Revision history for this message
Michael Biebl (mbiebl) wrote : Re: [Bug 688541] Re: race condition on shutdown (leads to corrupted fs)

2010/12/16 Clint Byrum <email address hidden>:
>
> /etc/init.d/sendsigs has this code:
>
>
>        # Upstart jobs have their own "stop on" clauses that sends
>        # SIGTERM/SIGKILL just like this, so if they're still running,
>        # they're supposed to be
>        for pid in $(initctl list | sed -n -e "/process [0-9]/s/.*process //p"); do
>                OMITPIDS="${OMITPIDS:+$OMITPIDS }-o $pid"
>        done
>
>
> It uses this to determine which pids not to kill because, presumably, upstart should be managing them.
>
> However, this code is flawed. killall5 will kill the children of all of
> these if they are multi process daemons or scripts running things.

This observation is correct. On the other hand, isn't this exactly
what the sendsigs script is for: clean up any remaining, stray
processes which have not been stopped by its corresponding sysv init
script or upstart job (or have been e.g. started by the user)?

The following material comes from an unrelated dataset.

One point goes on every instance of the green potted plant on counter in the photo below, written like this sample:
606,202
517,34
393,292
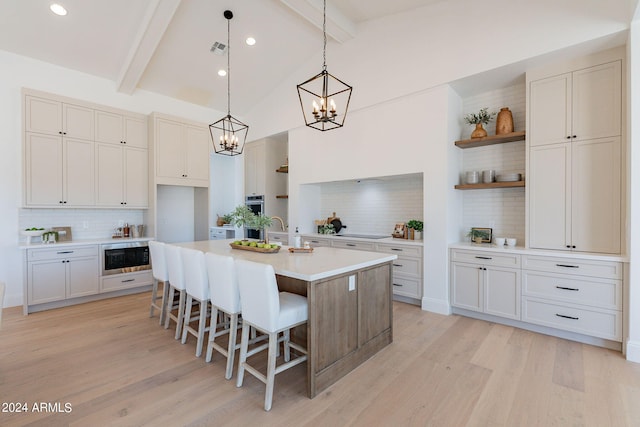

But I guess you are right, we should first stop all upstart jobs, give
them time to finish stopping, and then let sendsigs clean up anything
remaining afterwards.

> However, this technique can actually be used to determine if there are
> still jobs that are supposed to be stopped, but haven't finished
> stopping yet. Since they should be listed as stop/(pre-stop|post-
> stop|killed), we can determine exactly which pids we expect to go away.
> Since upstart has its own idea of how long to wait before it kills
> these, we should actually wait indefinitely.
>
> I'm attaching a debdiff that solves the race as far as I can tell,
> though I think it needs a good long look, since it could mean shutdowns
> hang for a long time waiting (I'm especially curious if the pre-stop
> /post-stop's are subject to kill timeout)

This code is still racy, afaics. What about upstart jobs, which are
not stopped by "stop on runlevel [016]"? They could receive their stop
signal at a point when your loop has already been run.

If you don't want to change existing jobs, we probably have to pick up
Ante's suggestion, and do the following in sendsigs:

1) run a for loop to wait for *all* running upstart jobs to stop.
upstart jobs which need to keep running past sendsigs (e.g. plymouth)
need to signal that using a similar mechanism like the killall5
sendsigs.d omit interface. I'd at least give upstart jobs 60secs time
to stop, so big databases etc have enough time to cleanly shutdown
2.) run a for loop and send SIGTERM all remaining processes, but do
*not* add upstart pids to $OMITPIDS
3.) send a final SIGKILL if any processes are left.

Regarding 1.), it would be nice to have a native C implementation in
upstart, instead of running initctl, grep and sleep manually.

--
Why is it that all of the instruments seeking intelligent life in the
universe are pointed away from Earth?